Chama-se Lourenço Botelho e, com apenas 16 anos, lançou o seu primeiro single, intitulado Honey. Através do nome artístico Lour, o jovem lisboeta respondeu às questões do Espalha-Factos acerca deste projeto, bem como dos seus desafios e objetivos no mundo musical.

Assumidamente apaixonado por música, em especial por concertos e festivais, considera que os seus gostos são bastante ecléticos. As suas preferências vão desde a música brasileira (como Mallu Magalhães e Anavitória) até “esta nova geração de músicos portugueses”, onde destaca as Golden Slumbers, Carolina Deslandes e Benjamim. Fora da lusofonia, as suas preferências passam pelo pop, folk e hip hop.

Confessa que sempre se interessou por “coisas” que, em princípio, não seriam propriamente indicadas para a sua idade. Como prova, dá-nos o exemplo de ter lançado uma música com 16 anos, algo pouco comum em Portugal. “Descrevo este projeto como young boy with old thoughts“, completa.

Lour olha para a sua escrita de canções como uma forma de se expressar acerca de assuntos que o ultrapassam e que, afirma, lhe fazem a alma parecer mais velha, muito derivado da língua com que escreve e que sempre lhe foi familiar, o inglês.

Dos primeiros acordes à gravação do tema

Espalha-Factos – Quando é que a música entrou na tua vida?

Lour – Penso que a música sempre esteve, de alguma forma, na minha vida. Desde que me lembro de existir que gosto de cantar e de ter esta ideia de algum dia viver da música. Como essa ideia não passou até hoje, no início do ano passado peguei numa guitarra que tinha em casa e comecei a aprender a tocar, a experimentar acordes e daí começou a minha paixão por compor e por fazer música. Comecei a escrever cada vez mais e fui aprendendo melhor a tocar guitarra e foi aí que surgiu a ideia de criar este projeto, Lour.
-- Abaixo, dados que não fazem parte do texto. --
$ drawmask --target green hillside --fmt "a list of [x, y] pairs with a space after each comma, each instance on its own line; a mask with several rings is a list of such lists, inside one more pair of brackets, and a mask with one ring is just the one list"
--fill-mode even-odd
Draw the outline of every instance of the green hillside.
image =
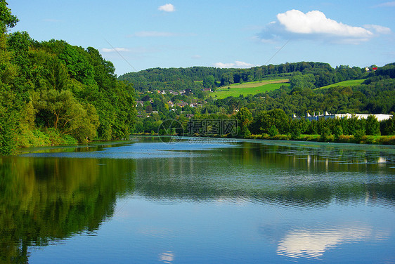
[[242, 84], [235, 84], [229, 86], [230, 89], [228, 87], [219, 88], [214, 93], [210, 93], [210, 95], [218, 99], [223, 99], [228, 96], [238, 97], [240, 95], [244, 96], [250, 94], [255, 95], [278, 89], [283, 85], [289, 86], [290, 84], [288, 81], [287, 79], [282, 79], [266, 81], [251, 81]]
[[354, 86], [356, 85], [360, 85], [365, 81], [364, 79], [362, 80], [348, 80], [348, 81], [343, 81], [336, 84], [332, 84], [330, 85], [327, 85], [323, 87], [320, 87], [320, 89], [325, 89], [330, 87], [337, 87], [337, 86]]

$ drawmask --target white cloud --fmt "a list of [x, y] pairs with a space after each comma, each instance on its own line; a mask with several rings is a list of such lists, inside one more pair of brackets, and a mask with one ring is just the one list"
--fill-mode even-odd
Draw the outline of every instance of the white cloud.
[[[316, 39], [330, 42], [358, 44], [367, 41], [377, 34], [388, 34], [391, 29], [380, 25], [354, 27], [330, 18], [320, 11], [304, 13], [290, 10], [277, 15], [277, 21], [271, 22], [261, 32], [262, 41], [278, 39]], [[373, 32], [371, 30], [374, 32]]]
[[214, 66], [217, 68], [250, 68], [254, 67], [253, 65], [242, 61], [235, 61], [235, 62], [223, 63], [216, 62]]
[[158, 7], [157, 10], [159, 10], [160, 11], [164, 11], [164, 12], [174, 12], [176, 11], [176, 8], [174, 8], [174, 6], [173, 6], [171, 4], [167, 4], [165, 5], [160, 6], [160, 7]]
[[119, 51], [130, 51], [130, 50], [126, 48], [103, 48], [101, 49], [101, 51], [103, 52], [119, 52]]
[[173, 32], [158, 32], [158, 31], [141, 31], [136, 32], [132, 35], [129, 37], [175, 37], [178, 36], [178, 34]]
[[356, 38], [370, 37], [370, 31], [361, 27], [351, 27], [327, 18], [320, 11], [306, 14], [299, 10], [290, 10], [277, 15], [277, 19], [285, 30], [296, 34], [323, 34]]
[[380, 4], [376, 6], [377, 7], [395, 7], [395, 1], [392, 1], [391, 2], [386, 2]]

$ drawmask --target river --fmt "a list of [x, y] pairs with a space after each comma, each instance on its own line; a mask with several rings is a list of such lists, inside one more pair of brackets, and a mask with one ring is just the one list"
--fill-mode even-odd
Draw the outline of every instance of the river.
[[395, 263], [395, 147], [157, 137], [0, 157], [0, 258]]

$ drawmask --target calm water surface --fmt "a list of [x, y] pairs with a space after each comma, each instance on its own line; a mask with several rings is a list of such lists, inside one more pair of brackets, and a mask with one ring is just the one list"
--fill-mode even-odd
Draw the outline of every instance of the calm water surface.
[[155, 137], [0, 157], [0, 263], [395, 263], [395, 147]]

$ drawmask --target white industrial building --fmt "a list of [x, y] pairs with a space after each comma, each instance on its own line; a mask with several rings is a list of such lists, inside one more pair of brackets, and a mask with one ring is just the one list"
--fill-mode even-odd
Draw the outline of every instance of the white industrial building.
[[[304, 117], [305, 119], [307, 120], [319, 120], [321, 118], [324, 118], [328, 119], [328, 118], [351, 118], [353, 117], [358, 117], [358, 119], [366, 119], [370, 115], [373, 115], [376, 117], [377, 121], [383, 121], [387, 120], [392, 117], [392, 114], [329, 114], [328, 112], [325, 112], [322, 114], [318, 112], [318, 114], [316, 114], [316, 113], [313, 113], [313, 115], [311, 115], [309, 113], [306, 113], [306, 116]], [[299, 119], [302, 117], [297, 117], [294, 114], [293, 115], [294, 119]]]

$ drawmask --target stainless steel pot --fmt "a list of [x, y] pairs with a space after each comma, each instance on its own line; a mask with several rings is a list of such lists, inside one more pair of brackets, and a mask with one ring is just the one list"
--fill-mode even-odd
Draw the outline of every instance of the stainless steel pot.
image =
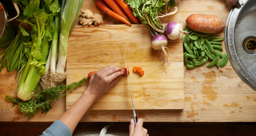
[[17, 4], [10, 0], [0, 0], [3, 9], [0, 11], [0, 48], [8, 46], [14, 37], [17, 21], [14, 20], [19, 15]]

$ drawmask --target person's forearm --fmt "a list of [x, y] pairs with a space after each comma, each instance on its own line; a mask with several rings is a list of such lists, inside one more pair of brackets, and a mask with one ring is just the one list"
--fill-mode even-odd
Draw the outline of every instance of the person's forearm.
[[85, 91], [78, 99], [59, 119], [72, 133], [77, 124], [97, 98]]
“Acho que Lour talvez dê destaque por ser algo muito sincero e feito com muito trabalho”

EF – Como caracterizas o tema Honey?

Lour – Honey surgiu dias antes de ir para estúdio gravar a canção. Lembro-me que comecei por tocar os primeiros acordes e que, de forma muito natural, comecei a escrever os versos e tudo estava a fazer sentido. A música fala sobre um amor que acaba e a superação desse mesmo amor. No início da canção, é tudo muito mais triste, e essa tristeza vai-se dissipando, tornando a canção progressivamente mais ritmada e a letra, por consequência, mais alegre. Esta canção não é autobiográfica. Foi uma história que idealizei na minha cabeça e que decidi colocar em verso e penso que correu bem!

Desafios do presente e objetivos para o futuro

EF – Não contando com o apoio de uma editora, como é criar uma canção tendo em conta tudo o que ela acarreta?
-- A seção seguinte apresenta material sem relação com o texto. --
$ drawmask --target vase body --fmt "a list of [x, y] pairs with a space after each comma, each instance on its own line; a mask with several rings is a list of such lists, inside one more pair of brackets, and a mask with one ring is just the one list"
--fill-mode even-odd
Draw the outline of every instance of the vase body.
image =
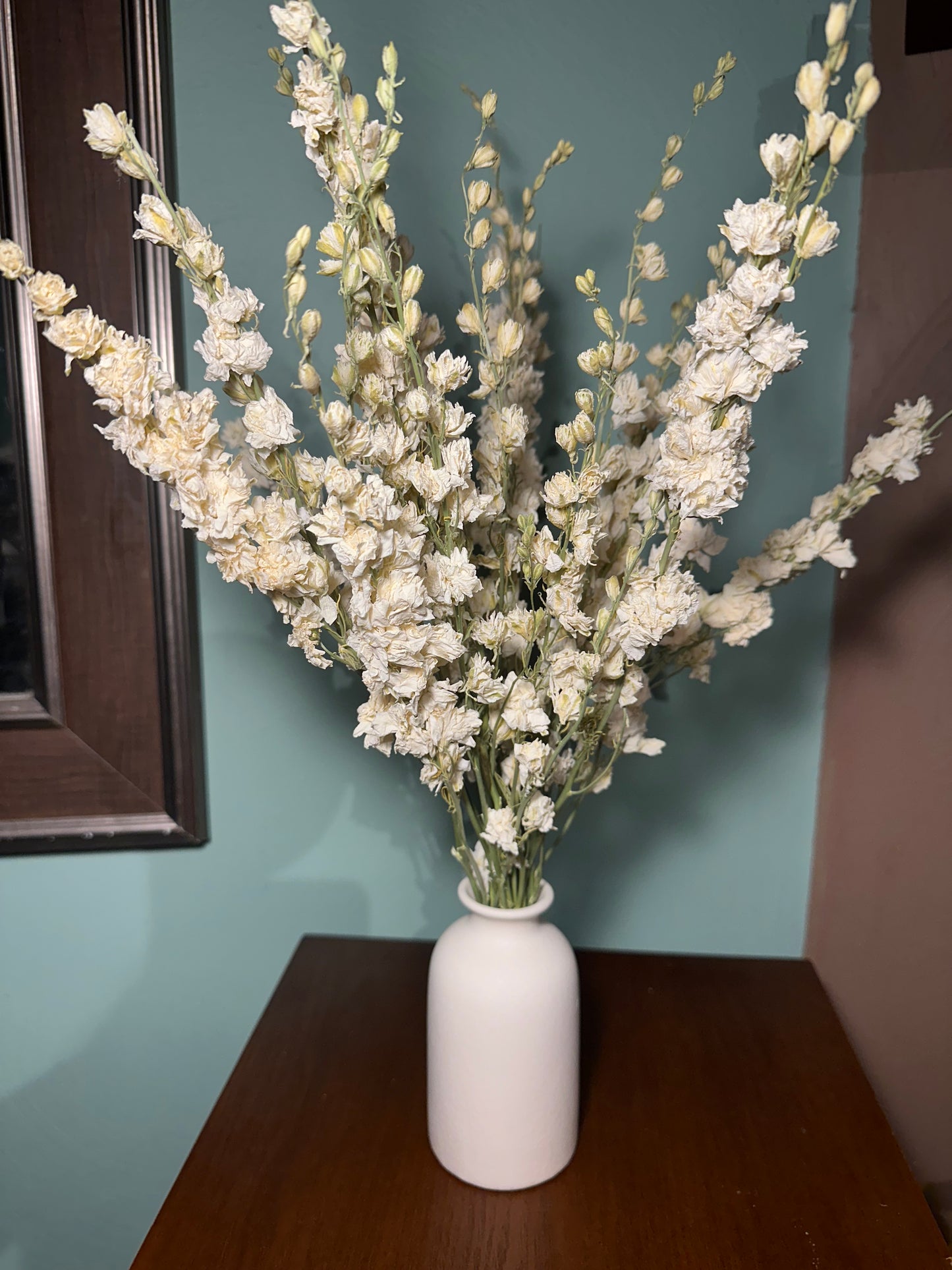
[[571, 945], [528, 908], [477, 904], [437, 941], [426, 1002], [430, 1147], [451, 1173], [520, 1190], [560, 1172], [579, 1130], [579, 970]]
Lour – É mais difícil. Não tinha, confesso, a consciência do que era lançar uma canção, do aspeto burocrático e dos custos que isso envolve. A verdade é que o videoclipe e toda a parte estética deste projeto foi concebida por mim e por uma grande amiga minha que é fotógrafa, chamada Rafaela Lopes, o que tornou as coisas muito mais fáceis. Também tive a ajuda de alguns músicos que já conhecia, como, por exemplo a Cat Falcão (Golden Slumbers e Monday) que me ajudou nos coros da música ou o Luís Nunes (Benjamim) que me deu algumas dicas para a música soar melhor. A promoção da música talvez seja o mais difícil, e é nesse aspeto que ter uma editora facilitaria muito mais as coisas.
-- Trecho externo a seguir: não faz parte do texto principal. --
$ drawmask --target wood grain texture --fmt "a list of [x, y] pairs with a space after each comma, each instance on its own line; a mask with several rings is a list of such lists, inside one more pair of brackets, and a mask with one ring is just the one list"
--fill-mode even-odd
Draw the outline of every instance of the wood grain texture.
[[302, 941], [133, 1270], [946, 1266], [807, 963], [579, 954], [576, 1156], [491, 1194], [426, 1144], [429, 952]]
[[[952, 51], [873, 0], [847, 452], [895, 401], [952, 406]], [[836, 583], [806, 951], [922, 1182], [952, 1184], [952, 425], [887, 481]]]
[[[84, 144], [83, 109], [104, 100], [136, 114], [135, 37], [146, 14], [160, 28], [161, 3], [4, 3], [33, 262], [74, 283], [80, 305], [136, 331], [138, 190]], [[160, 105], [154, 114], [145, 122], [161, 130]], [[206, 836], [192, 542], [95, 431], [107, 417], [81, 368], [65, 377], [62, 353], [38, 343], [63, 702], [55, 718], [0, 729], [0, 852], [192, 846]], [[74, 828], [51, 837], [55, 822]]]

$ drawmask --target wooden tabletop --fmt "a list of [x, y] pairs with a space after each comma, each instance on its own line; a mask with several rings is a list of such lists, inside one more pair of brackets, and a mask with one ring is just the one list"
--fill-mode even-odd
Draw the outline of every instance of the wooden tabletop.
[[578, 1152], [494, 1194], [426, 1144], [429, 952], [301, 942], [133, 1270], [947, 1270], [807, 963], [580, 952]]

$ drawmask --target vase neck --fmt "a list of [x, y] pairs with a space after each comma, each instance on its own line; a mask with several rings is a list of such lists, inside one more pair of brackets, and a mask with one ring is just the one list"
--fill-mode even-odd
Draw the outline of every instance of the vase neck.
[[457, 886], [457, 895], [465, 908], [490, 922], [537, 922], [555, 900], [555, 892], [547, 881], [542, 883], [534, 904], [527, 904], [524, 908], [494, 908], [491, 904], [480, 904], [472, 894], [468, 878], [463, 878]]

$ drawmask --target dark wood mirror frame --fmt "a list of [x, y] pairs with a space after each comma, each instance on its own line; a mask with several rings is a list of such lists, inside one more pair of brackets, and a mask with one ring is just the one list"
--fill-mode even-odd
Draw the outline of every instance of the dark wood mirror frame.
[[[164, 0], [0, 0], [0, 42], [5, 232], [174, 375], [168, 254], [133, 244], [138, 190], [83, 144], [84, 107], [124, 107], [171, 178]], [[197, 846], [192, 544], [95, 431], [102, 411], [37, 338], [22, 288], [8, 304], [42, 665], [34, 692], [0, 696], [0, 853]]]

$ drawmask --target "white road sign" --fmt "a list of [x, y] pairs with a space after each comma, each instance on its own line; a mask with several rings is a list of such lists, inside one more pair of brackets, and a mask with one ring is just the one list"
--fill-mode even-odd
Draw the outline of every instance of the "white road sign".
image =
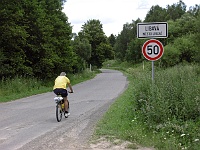
[[167, 22], [148, 22], [137, 24], [137, 38], [167, 38]]

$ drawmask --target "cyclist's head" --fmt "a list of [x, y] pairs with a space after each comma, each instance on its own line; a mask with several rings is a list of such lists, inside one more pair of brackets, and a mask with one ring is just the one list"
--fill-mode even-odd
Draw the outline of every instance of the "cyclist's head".
[[66, 76], [66, 73], [65, 72], [61, 72], [60, 76]]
EF – Sendo o mercado musical bastante competitivo, consideras que o projeto “Lour” se destaca?

Lour – Essa pergunta é de difícil resposta. Penso que ainda não tenho uma ideia muito concreta porque este projeto, como sabes, é muito recente e ainda só dei a conhecer um single ao público. Mas acho que Lour talvez se destaque por ser algo muito sincero e feito com muito trabalho. Sinceramente, acho que existe espaço para toda a gente no mercado musical português e que o maior destaque que posso ter é o facto de haver pessoas a ouvir a minha música e a mandarem-me mensagens muito queridas a dizer que ainda bem que existem projetos como o meu.

EF – Como te imaginas num futuro próximo?

Lour – Neste momento estou a fazer mais canções para poder lançar, se tudo correr bem, um EP ainda este ano. Quero também que a minha música chegue a mais pessoas e que possa tocar ao vivo em diversos lugares. Até tudo isso acontecer, estarei a compor novos temas e a promover o meu primeiro single, Honey, que está disponível em todas as plataformas digitais!